Vivendi’s Management Board and its largest shareholder Chairman of the Supervisory Board, Vincent Bolloré, received the inscription of three external draft resolutions for the meeting of April 17, 2015. Some of the group ‘s answers turned to intimidation if not to misleading information …
The first resolution proposed A, for the maintenance of simple voting rights, following the campaign of Phitrust, advised by Proxinvest. A group of top investors came to support the draft resolution A. These include the pension fund of the British railway, Railpen, the giant of the British insurance Aviva Investors, of the largest Dutch pension fund PGGM, the US giant CalPERS, famous retirement funds of the Californian State employees, the giant collective management in France, Amundi with his little sister CPR AM, a subsidiary of Crédit Agricole, Natixis group’s asset management subsidiary DNCA Finance, the Edmond Rothschild asset management subsidiary and the big French mutual insurance group OFI-Macif.

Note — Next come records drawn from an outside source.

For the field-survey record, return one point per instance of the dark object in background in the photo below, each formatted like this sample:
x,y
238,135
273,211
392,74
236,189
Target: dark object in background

They all decided to participate to the tabling of this resolution calling for the maintenance of simple voting rights in the articles of association on the agenda of the April 17, 2015 General Meeting of Vivendi.
In line also with the Proxinvest Voting Policy for 2015 we warmly support this resolution.
Two other resolutions B and C on the dividend distribution were presented by P. Schoenfeld Asset Mgt.(PSAM) a New York money manager, and Proxinvest has had the opportunity to discuss with the Management Board of Vivendi and with Peter Schoenfeld on these.
PSAM considers that the proposed payment of 1.3 billion dividend to shareholders is in no way related to the 17 billion seen following the group recent divestments. It proposes a first dividend increase (resolution B) to be paid for the year 2014 to 2,900,000,000 € instead of 1,3 billion € planned, then other massive distribution of cash to September 2015 (resolution C).
Proxinvest ECGS French member completed its ECGS research report soon available on the on line ECGS Shop.
Besides French investors were highly surprised by the content of a letter of March 27 by the Vivendi’s Management Board to its US shareholder P. Schoenfeld Asset Mgt.(PSAM) as published on the company’s website.
Vivendi, which did not earlier mention in the shareholding section of its annual report any statutary or legal ownership limitation for non EC investors, reminds PSAM of this 1986 legal limitation for non-EU shareholders of French television companies : it suggests that in case the investor would exceed 20% of the company this “would very deeply harm the company ” and would obligeVivendi to court assignments leading to potential fines of 5 up to 9 billions euros. In Proxinvest opinion such public baseless astronomical amounts turns to misleading information.
Besides , as in earlier similar cases here, the issuer is threatening shareholders having no takeover intentions of a concerted action with unknown other shareholders only on the grounds that he convinced some investors to vote in favor of his external resolution. This clear is an opportunity for the French AMF to remember that the dialogue among investors and their common intent to vote in the same way , whatever it is, should never in itself only constitutes a take-over concert situation.
Shareholders should not be unduly discouraged to cast freely their vote at the General Meeting of 17 April.